Wir wissen, dass eine große Zahl von Geflüchteten vor Gericht Erfolg mit ihren Klagen gegen ablehnende Asylentscheidungen hat. Der Sächsische Flüchtlingsrat – um es an dieser Stelle plastisch zu machen – berechnete die Veränderung der Quote am Beispiel von afghanischen Geflüchteten. Lag deren Gesamtschutzquote von Januar bis August 2018 bei 35,85 %, betrug die bereinigte Schutzquote 49,42 %. Im Vergleichszeitraum 2017 kletterte die Schutzquote für afghanische Geflüchtete durch das Herausrechnen formeller Entscheidungen und Korrekturen durch erfolgreiche Rechtsmittel gar auf 61,2 %. Sie sehen, was für drastische Unterschiede in den Zahlen die verschiedenen Quotenbestimmungen ausmachen. Die Differenz ist erheblich und entscheidet mit diesem Gesetz im Zweifelsfall darüber, wie Geflüchtete leben müssen. Das finden wir unglaublich.

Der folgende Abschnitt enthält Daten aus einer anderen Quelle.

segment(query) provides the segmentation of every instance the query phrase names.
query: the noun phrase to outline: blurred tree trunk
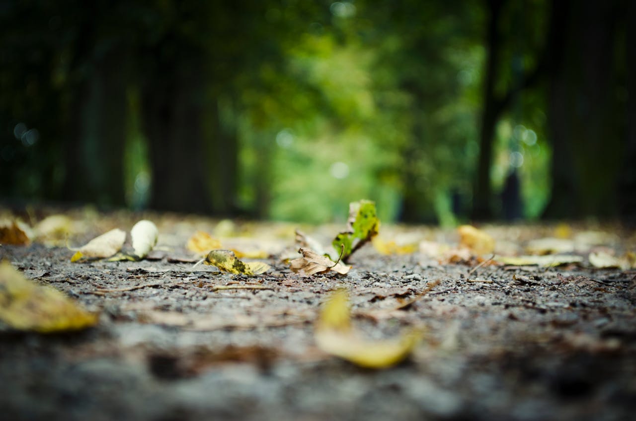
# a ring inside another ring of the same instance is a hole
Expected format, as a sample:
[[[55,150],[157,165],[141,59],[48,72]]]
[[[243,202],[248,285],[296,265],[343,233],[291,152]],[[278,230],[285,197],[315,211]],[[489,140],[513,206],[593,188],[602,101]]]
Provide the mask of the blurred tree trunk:
[[[149,206],[207,212],[211,207],[202,131],[201,66],[192,64],[188,73],[176,64],[161,64],[142,94],[142,125],[153,174]]]
[[[552,191],[544,216],[611,216],[625,140],[616,97],[618,3],[558,3],[566,13],[563,48],[552,57]]]
[[[495,84],[499,78],[499,56],[501,34],[499,21],[505,0],[489,0],[488,29],[486,36],[487,56],[484,80],[483,109],[480,132],[480,154],[476,181],[473,195],[472,217],[476,220],[492,217],[490,201],[490,167],[492,165],[492,144],[495,127],[501,109],[495,95]]]
[[[121,206],[128,55],[121,45],[94,52],[90,31],[85,35],[75,52],[79,81],[71,99],[69,123],[75,128],[69,130],[64,198]]]

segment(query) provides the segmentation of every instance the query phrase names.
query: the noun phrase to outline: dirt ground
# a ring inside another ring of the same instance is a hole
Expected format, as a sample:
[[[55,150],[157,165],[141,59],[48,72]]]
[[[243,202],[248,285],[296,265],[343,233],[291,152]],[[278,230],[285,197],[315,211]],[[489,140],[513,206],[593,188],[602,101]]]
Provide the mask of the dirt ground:
[[[272,269],[248,277],[192,268],[188,237],[212,231],[216,221],[155,217],[158,246],[139,262],[71,263],[64,247],[0,247],[0,258],[27,277],[100,312],[83,332],[0,333],[0,418],[633,419],[634,270],[485,265],[469,275],[474,265],[384,256],[368,245],[347,276],[305,279],[279,258],[294,247],[293,230],[272,225],[251,226],[260,237],[237,229],[232,240],[272,251],[263,259]],[[72,242],[114,226],[129,230],[133,219],[102,220]],[[326,237],[331,229],[314,231]],[[453,240],[453,233],[401,230]],[[492,231],[519,242],[542,230]],[[618,233],[614,245],[624,251],[630,235]],[[316,347],[320,305],[343,286],[369,338],[425,329],[406,361],[362,369]]]

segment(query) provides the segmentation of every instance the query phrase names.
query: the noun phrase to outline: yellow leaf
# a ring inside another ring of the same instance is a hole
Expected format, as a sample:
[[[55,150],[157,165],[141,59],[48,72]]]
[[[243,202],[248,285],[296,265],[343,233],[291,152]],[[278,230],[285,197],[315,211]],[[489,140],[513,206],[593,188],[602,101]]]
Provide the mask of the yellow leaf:
[[[188,249],[197,254],[207,254],[211,250],[221,248],[221,242],[207,232],[197,231],[188,240]]]
[[[262,262],[244,263],[237,259],[234,252],[231,250],[212,250],[207,254],[204,263],[216,266],[224,272],[244,275],[260,275],[269,270],[271,267],[267,263]]]
[[[145,258],[157,244],[159,230],[151,221],[142,219],[130,230],[130,239],[134,253],[140,259]]]
[[[371,240],[376,251],[381,254],[410,254],[418,249],[415,244],[398,244],[394,240],[387,241],[379,237],[374,237]]]
[[[457,228],[460,244],[476,254],[487,254],[495,249],[495,240],[481,230],[471,225],[462,225]]]
[[[31,240],[29,226],[21,221],[0,221],[0,244],[28,245]]]
[[[0,321],[13,329],[41,333],[95,325],[97,315],[61,292],[29,280],[9,263],[0,263]]]
[[[394,366],[408,357],[421,340],[421,333],[413,331],[392,340],[365,340],[351,328],[350,319],[347,294],[336,291],[322,308],[314,339],[325,352],[361,367]]]
[[[81,252],[82,256],[78,257],[78,254],[76,253],[71,258],[71,261],[76,261],[81,257],[89,259],[110,257],[121,249],[125,241],[125,232],[118,228],[111,230],[106,233],[93,238],[79,249],[73,249],[74,251]]]
[[[298,249],[298,252],[301,253],[303,257],[290,261],[289,268],[292,272],[298,273],[301,276],[313,276],[316,273],[328,272],[329,270],[341,275],[346,275],[349,272],[349,266],[345,266],[340,262],[333,262],[329,258],[321,256],[313,250],[301,248]]]

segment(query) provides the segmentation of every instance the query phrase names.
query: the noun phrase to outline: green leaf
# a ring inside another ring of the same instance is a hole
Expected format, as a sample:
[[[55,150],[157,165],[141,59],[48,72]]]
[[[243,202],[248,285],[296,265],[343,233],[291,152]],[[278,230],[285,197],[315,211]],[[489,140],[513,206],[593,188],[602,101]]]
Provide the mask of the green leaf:
[[[360,200],[349,204],[347,230],[336,236],[331,243],[340,253],[343,250],[342,260],[347,261],[352,254],[377,235],[380,221],[375,211],[375,202]]]

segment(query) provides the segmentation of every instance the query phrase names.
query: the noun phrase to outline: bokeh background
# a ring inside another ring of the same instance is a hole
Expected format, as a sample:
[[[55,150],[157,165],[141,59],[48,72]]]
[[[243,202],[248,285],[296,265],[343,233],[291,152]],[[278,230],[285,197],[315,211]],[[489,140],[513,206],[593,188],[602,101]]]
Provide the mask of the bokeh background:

Drittens sind die Konsequenzen dieser Regelung unzumutbar. Die Verpflichtung, in der Erstaufnahmeeinrichtung zu wohnen, zieht eine Reihe von Restriktionen nach sich. Zum einen ist da die Residenzpflicht zu nennen. Stellen Sie sich vor: Eine dieser Regelung unterlegene geflüchtete Person, die in Schneeberg untergebracht ist, darf sich zwei Jahre möglicherweise nur im Erzgebirgskreis bewegen.
Des Weiteren ist der Sozialleistungsbezug – das kritisieren wir grundsätzlich, weil wir das für menschenunwürdig halten – auf Sachleistungen beschränkt. Mit der Einschränkung des Zugangs zu Bildung und zum Arbeitsmarkt – auch darauf wurde in der Sachverständigenanhörung hingewiesen – wird Sachsen hier ein weiteres Mal gegen die EU-Aufnahmerichtlinie verstoßen. Wir diskutieren das ja auch in Bezug auf die Schulpflicht von Kindern in Erstaufnahmeeinrichtungen. Nach drei Monaten – sagt die EU-Aufnahmerichtlinie – muss dieser Zugang gewährt werden. Bei Menschen im Asylverfahren muss zudem nach neun Monaten der Zugang zum Arbeitsmarkt gewährt werden. Auch das sagt die EUAufnahmerichtlinie.
Hinzu kommt, dass zahlreiche Geflüchtete trotz abgelehnten Asylantrages aus ganz verschiedenen Gründen nicht abgeschoben werden können. Das ist ein Thema, das hier immer wieder einmal besprochen wird. Für diese werden mögliche Bleiberechtsregelungen für langjährig Geduldete entsprechend den §§ 25 a und b Aufenthaltsgesetz im Ergebnis der Neuregelung weitestgehend obsolet; denn sie werden trotz jahrelangen Aufenthalts keine Chance haben, Teil dieser Gesellschaft zu werden. Damit produzieren Sie die Problemfälle, über die Sie dann im Endeffekt trefflich lamentieren.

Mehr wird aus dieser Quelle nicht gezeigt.